Version Support Policy

AWS supports the latest three Kubernetes minor versions. Clusters must be upgraded at least once per year to stay within support.
EKS version support:
  • Active support: Latest 3 minor versions
  • Extended support: Additional 12 months (with fees)
  • End of support: No security patches or support

Pre-Upgrade Checklist

  1. Review Kubernetes changelog for breaking changes
  2. Check API deprecations - Some APIs are removed in new versions
  3. Test in staging environment if available
  4. Backup cluster state - Export critical resources
  5. Review addon compatibility - cert-manager, ingress controllers, etc.
  6. Schedule maintenance window - Coordinate with team
  7. Verify node capacity - Ensure enough nodes for workload during upgrade

Version Skipping

EKS does not support skipping minor versions. You must upgrade sequentially (1.23 → 1.24 → 1.25).

Control Plane Upgrade

Procedure

The control plane upgrade is managed by AWS and happens automatically when you update the Terraform configuration.
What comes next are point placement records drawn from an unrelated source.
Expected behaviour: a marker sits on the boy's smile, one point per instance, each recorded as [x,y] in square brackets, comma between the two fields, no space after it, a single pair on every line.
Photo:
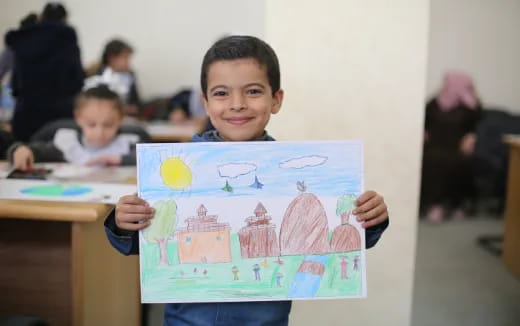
[239,99]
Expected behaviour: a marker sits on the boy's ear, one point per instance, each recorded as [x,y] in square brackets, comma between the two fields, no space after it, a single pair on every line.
[277,101]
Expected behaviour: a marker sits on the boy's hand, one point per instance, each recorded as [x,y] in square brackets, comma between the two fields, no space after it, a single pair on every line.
[23,158]
[131,210]
[105,160]
[371,209]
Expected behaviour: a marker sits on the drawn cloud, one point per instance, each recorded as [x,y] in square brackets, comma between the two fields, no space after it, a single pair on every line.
[303,162]
[233,170]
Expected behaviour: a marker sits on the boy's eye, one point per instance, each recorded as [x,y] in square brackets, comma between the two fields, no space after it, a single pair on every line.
[254,91]
[219,93]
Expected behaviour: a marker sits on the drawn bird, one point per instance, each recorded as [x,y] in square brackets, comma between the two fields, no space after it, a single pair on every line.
[301,186]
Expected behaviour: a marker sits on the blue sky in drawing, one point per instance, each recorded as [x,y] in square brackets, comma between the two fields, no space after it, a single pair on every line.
[340,173]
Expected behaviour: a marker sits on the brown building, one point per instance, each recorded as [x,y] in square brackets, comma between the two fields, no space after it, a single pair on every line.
[204,240]
[258,237]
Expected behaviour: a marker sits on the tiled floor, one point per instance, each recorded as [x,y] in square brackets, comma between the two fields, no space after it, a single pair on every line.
[457,282]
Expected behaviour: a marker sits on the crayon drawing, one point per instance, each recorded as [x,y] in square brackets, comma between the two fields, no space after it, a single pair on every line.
[251,221]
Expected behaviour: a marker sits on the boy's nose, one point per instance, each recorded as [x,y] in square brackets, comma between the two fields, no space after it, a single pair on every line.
[237,103]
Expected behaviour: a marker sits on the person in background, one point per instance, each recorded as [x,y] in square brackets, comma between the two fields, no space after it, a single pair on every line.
[449,141]
[7,55]
[47,73]
[99,141]
[115,71]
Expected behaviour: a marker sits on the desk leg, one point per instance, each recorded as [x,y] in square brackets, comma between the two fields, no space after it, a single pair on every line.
[511,252]
[105,283]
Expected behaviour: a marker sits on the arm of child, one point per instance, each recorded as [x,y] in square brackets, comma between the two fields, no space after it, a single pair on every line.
[109,160]
[23,158]
[373,212]
[130,215]
[27,154]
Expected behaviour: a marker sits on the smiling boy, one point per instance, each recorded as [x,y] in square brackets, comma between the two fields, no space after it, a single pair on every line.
[240,81]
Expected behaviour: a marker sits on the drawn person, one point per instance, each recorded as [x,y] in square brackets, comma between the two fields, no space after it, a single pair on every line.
[234,270]
[344,265]
[356,260]
[256,269]
[279,276]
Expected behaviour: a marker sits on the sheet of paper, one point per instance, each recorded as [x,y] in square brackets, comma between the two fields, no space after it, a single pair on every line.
[251,221]
[63,191]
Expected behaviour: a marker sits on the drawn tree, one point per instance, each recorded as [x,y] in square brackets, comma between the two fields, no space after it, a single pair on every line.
[345,237]
[161,227]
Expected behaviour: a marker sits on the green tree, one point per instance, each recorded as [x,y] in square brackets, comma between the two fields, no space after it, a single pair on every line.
[162,227]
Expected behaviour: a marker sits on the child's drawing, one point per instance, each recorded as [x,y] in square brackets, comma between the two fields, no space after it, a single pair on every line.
[251,221]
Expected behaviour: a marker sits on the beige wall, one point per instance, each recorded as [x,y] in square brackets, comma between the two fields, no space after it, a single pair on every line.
[170,36]
[357,69]
[481,37]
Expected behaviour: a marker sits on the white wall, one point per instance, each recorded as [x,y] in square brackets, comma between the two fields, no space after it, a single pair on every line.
[169,36]
[481,37]
[357,70]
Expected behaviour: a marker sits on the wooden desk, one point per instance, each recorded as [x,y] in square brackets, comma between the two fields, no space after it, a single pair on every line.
[57,263]
[165,132]
[511,247]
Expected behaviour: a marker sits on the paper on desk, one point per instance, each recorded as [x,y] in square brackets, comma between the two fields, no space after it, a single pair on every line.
[64,191]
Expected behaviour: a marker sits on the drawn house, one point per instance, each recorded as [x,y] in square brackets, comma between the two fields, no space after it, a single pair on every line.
[203,239]
[258,237]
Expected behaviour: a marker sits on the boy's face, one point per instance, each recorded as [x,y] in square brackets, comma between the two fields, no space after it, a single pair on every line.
[99,121]
[239,99]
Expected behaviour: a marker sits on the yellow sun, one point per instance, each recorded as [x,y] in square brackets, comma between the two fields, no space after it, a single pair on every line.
[175,173]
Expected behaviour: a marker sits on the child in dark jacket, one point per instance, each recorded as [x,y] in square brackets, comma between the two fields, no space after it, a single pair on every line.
[240,82]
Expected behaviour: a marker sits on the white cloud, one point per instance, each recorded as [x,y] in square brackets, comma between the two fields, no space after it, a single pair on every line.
[303,162]
[233,170]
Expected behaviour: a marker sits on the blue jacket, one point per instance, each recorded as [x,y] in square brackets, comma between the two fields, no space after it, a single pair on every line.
[274,313]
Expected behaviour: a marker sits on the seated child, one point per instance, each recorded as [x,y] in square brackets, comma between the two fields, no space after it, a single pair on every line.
[240,82]
[115,70]
[99,114]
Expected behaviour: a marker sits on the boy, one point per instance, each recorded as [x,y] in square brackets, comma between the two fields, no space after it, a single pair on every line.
[240,82]
[98,140]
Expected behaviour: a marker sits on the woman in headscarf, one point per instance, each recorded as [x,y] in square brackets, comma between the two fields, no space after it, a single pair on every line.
[449,141]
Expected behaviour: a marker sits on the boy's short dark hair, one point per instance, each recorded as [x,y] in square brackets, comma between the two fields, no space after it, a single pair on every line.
[100,92]
[113,48]
[54,12]
[242,47]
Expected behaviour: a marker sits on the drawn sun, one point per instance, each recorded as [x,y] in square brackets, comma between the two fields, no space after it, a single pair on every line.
[176,174]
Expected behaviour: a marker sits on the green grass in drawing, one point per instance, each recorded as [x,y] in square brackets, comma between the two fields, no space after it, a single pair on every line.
[192,281]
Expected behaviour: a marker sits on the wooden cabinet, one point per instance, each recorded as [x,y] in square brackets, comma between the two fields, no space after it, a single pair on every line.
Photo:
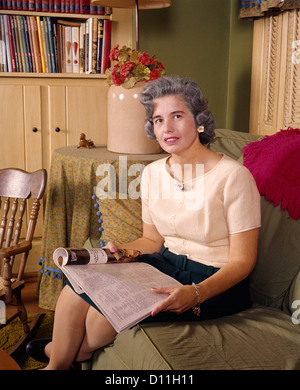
[275,89]
[40,112]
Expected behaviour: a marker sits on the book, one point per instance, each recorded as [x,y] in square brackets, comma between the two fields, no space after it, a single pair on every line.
[121,290]
[75,49]
[68,49]
[39,29]
[106,45]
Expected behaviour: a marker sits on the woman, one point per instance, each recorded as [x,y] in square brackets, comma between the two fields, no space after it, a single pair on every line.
[200,226]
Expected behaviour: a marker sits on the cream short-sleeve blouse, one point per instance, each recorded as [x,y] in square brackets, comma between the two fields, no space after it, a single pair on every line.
[197,221]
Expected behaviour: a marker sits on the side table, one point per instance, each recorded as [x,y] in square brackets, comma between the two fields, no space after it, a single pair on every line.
[70,216]
[7,362]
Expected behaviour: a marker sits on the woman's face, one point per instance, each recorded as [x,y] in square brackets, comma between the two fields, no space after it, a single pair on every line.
[174,124]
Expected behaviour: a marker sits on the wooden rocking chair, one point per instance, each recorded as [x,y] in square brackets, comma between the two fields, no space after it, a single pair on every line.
[16,187]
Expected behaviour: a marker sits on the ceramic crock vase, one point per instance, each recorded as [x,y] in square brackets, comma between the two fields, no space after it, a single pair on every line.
[126,120]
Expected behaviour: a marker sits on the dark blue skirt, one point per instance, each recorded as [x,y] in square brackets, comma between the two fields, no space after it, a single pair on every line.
[187,271]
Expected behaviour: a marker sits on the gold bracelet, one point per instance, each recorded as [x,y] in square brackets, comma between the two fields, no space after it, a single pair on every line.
[196,309]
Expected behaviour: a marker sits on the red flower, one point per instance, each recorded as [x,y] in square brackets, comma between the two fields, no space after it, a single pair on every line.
[145,60]
[159,65]
[126,68]
[116,79]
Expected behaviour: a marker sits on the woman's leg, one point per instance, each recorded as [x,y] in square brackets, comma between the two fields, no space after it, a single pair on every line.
[99,333]
[68,330]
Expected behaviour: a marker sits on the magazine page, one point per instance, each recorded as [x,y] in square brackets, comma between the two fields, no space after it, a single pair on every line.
[74,256]
[122,292]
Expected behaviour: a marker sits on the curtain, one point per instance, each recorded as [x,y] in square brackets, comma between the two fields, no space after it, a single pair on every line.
[260,8]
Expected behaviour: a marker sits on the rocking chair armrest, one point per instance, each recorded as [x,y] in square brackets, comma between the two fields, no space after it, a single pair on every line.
[15,249]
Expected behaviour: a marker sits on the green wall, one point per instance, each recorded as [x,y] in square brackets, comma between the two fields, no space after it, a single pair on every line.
[205,41]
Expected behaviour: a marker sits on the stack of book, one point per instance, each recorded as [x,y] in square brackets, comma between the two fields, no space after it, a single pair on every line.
[49,45]
[63,6]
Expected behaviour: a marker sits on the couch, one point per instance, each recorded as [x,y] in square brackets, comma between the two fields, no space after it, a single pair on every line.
[264,337]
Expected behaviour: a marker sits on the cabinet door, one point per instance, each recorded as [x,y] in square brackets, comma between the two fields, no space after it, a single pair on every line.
[12,150]
[57,132]
[86,113]
[33,128]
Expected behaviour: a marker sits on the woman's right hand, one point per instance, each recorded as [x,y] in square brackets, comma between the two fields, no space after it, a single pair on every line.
[112,246]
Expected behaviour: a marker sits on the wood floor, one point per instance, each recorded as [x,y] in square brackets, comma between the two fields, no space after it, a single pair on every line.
[29,296]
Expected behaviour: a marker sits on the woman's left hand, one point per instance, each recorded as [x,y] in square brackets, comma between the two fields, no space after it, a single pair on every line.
[180,299]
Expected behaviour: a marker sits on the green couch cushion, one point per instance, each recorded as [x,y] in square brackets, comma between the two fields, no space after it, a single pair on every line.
[258,338]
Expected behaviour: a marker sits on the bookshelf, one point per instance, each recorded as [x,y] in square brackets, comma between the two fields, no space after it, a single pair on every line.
[72,102]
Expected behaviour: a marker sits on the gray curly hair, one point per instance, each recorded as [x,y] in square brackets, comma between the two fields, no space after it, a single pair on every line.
[191,94]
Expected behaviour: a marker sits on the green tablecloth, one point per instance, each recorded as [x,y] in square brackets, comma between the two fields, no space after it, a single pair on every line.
[70,214]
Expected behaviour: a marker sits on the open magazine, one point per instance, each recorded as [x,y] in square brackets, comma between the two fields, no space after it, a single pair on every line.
[120,288]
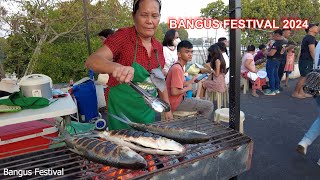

1. Update Terraform Configuration

Edit terraform/eks.tf:
module "eks-production" {
  ...
  cluster_version = "1.24"  # Increment by one minor version
  ...
}

2. Review Terraform Plan

cd terraform
terraform plan -target=module.eks-production
Verify:
  • Only cluster version is changing
  • No node group recreations
  • No unexpected resource deletions

3. Apply Upgrade

terraform apply -target=module.eks-production
Expected behavior:
  • Control plane upgrade takes 20-45 minutes
  • API server may have brief interruptions
  • Running pods are not affected

4. Verify Control Plane

kubectl version --short
kubectl get nodes
Control plane version should show new version, nodes still show old version.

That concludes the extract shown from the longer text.